Setting up snakePipes¶
Unlike many other pipelines, setting up snakePipes is easy! All you need is a linux/OSX system with python3-mamba installation. In past versions, snakePipes was using conda. We are now moving forward with mamba: a Python-based CLI conceived as a drop-in replacement for conda, offering higher speed and more reliable environment solutions to our snakePipes workflows thanks to the bindings over _libsolv_.
Installing conda & mamba¶
Follow the instructions here to install either miniconda or anaconda first. Once you have already installed either miniconda or anaconda, you may simply add mamba to your base environment
$ conda install mamba -c conda-forge
After installation, check your python path and version :
$ command -v python
$ <your_chosen_installation_path>/bin/python
$ python --version # anything above 3.5 is ok!
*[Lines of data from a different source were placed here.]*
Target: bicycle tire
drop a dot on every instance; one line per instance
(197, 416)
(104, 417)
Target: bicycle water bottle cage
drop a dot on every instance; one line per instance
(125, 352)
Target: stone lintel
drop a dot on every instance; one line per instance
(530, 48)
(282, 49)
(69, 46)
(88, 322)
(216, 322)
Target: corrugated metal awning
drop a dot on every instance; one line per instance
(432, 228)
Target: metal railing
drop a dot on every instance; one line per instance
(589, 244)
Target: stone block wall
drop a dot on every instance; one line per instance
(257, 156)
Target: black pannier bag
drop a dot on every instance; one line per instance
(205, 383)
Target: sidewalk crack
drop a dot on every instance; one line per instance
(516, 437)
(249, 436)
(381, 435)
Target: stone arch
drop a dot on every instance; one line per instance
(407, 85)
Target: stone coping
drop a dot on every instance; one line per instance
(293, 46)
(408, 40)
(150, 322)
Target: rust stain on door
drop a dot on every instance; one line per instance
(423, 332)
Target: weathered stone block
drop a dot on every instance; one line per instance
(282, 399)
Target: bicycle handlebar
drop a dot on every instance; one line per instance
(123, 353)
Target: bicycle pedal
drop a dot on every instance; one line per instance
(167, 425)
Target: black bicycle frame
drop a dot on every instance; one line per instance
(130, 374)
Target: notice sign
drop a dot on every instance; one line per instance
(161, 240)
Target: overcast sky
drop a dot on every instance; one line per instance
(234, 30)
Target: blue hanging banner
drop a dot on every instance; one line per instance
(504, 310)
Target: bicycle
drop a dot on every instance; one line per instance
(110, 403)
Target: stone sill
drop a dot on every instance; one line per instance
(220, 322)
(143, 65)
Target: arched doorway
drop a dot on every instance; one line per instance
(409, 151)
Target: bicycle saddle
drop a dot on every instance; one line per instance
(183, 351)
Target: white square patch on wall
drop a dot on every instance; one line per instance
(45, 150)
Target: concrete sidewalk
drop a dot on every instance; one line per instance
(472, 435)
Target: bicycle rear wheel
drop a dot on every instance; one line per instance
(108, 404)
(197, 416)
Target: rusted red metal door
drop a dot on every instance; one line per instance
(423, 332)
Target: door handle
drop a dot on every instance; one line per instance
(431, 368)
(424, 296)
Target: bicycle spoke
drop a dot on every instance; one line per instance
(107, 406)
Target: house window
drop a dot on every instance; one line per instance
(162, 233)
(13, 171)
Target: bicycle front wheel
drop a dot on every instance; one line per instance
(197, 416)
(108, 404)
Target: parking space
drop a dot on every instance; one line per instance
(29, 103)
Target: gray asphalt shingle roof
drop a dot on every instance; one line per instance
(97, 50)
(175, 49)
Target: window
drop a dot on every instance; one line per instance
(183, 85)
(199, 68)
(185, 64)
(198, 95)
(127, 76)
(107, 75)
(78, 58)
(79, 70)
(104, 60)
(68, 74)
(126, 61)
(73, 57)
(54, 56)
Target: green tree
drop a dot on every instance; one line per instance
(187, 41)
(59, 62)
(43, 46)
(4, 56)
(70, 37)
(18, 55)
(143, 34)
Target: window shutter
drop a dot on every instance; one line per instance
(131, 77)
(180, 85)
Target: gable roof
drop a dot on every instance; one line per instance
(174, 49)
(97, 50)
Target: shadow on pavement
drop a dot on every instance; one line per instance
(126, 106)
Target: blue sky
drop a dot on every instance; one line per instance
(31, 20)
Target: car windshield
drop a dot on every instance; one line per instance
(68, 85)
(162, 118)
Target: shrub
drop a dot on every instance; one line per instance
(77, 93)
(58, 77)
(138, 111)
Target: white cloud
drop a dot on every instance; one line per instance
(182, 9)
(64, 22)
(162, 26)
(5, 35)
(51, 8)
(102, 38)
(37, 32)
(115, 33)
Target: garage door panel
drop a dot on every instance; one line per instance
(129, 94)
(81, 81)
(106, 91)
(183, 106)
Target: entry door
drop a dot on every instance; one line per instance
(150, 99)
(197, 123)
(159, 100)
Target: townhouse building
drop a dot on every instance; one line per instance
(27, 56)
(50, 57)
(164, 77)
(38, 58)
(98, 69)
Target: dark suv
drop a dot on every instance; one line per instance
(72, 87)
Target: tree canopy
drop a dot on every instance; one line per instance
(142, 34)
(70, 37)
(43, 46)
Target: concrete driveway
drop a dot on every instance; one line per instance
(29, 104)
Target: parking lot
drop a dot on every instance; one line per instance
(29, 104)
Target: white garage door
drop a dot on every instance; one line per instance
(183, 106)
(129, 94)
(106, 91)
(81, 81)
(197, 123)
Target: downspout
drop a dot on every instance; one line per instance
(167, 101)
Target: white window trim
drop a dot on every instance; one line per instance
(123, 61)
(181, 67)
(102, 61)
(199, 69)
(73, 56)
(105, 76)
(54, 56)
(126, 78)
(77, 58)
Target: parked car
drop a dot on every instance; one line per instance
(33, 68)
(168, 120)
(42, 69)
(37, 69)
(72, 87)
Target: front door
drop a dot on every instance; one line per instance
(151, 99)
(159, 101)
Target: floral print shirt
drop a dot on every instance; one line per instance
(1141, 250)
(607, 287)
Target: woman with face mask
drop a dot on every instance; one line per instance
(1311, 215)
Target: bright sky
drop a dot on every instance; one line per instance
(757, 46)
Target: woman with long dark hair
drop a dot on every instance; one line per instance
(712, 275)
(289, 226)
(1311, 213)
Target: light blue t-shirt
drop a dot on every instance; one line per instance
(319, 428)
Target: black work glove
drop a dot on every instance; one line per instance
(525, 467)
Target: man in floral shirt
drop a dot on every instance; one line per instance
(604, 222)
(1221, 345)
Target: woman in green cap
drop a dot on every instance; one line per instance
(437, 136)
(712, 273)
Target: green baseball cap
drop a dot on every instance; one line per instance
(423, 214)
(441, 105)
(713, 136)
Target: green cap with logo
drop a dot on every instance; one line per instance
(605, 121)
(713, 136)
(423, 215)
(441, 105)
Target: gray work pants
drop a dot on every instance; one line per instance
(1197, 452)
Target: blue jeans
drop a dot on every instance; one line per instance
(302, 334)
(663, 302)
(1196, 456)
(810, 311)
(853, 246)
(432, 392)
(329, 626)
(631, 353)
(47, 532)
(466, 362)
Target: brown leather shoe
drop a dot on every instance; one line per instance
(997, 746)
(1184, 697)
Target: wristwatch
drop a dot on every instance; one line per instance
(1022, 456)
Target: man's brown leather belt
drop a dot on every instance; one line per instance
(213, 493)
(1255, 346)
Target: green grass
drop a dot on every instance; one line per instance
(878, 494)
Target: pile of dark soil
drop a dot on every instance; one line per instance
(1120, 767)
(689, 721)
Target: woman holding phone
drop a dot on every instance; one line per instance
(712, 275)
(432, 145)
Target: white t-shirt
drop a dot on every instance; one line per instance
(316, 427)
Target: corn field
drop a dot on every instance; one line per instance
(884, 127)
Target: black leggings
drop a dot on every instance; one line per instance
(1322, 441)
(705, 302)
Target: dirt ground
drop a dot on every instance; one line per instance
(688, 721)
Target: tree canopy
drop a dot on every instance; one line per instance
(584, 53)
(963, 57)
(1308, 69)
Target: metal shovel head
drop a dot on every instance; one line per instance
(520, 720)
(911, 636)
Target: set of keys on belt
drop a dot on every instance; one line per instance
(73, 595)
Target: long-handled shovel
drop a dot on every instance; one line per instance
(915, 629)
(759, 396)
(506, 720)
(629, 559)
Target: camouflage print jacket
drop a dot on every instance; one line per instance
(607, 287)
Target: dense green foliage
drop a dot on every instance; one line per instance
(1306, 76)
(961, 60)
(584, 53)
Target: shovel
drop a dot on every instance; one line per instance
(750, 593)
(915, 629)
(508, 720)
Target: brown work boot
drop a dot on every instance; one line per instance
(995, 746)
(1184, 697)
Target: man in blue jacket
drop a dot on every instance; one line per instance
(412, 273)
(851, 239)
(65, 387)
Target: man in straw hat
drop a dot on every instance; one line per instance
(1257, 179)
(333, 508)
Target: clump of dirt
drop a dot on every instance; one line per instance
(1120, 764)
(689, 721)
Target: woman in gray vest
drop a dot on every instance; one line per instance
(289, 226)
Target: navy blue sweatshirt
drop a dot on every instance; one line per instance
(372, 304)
$ Python 3.6.5 :: Anaconda, Inc.
Now we are ready to install snakePipes latest release using mamba
.
Installing snakePipes¶
The easiest way to install snakePipes is via our conda channel. The following command install snakePipes and also creates a conda virtual environment named snakePipes
, which you can then activate via conda activate snakePipes
. Specifying snakePipes version avoids issues with conda's environment solver.
mamba create -n snakePipes -c mpi-ie -c conda-forge -c bioconda snakePipes
This way, the software used within snakePipes do not conflict with the software pre-installed on your terminal or in your python environment.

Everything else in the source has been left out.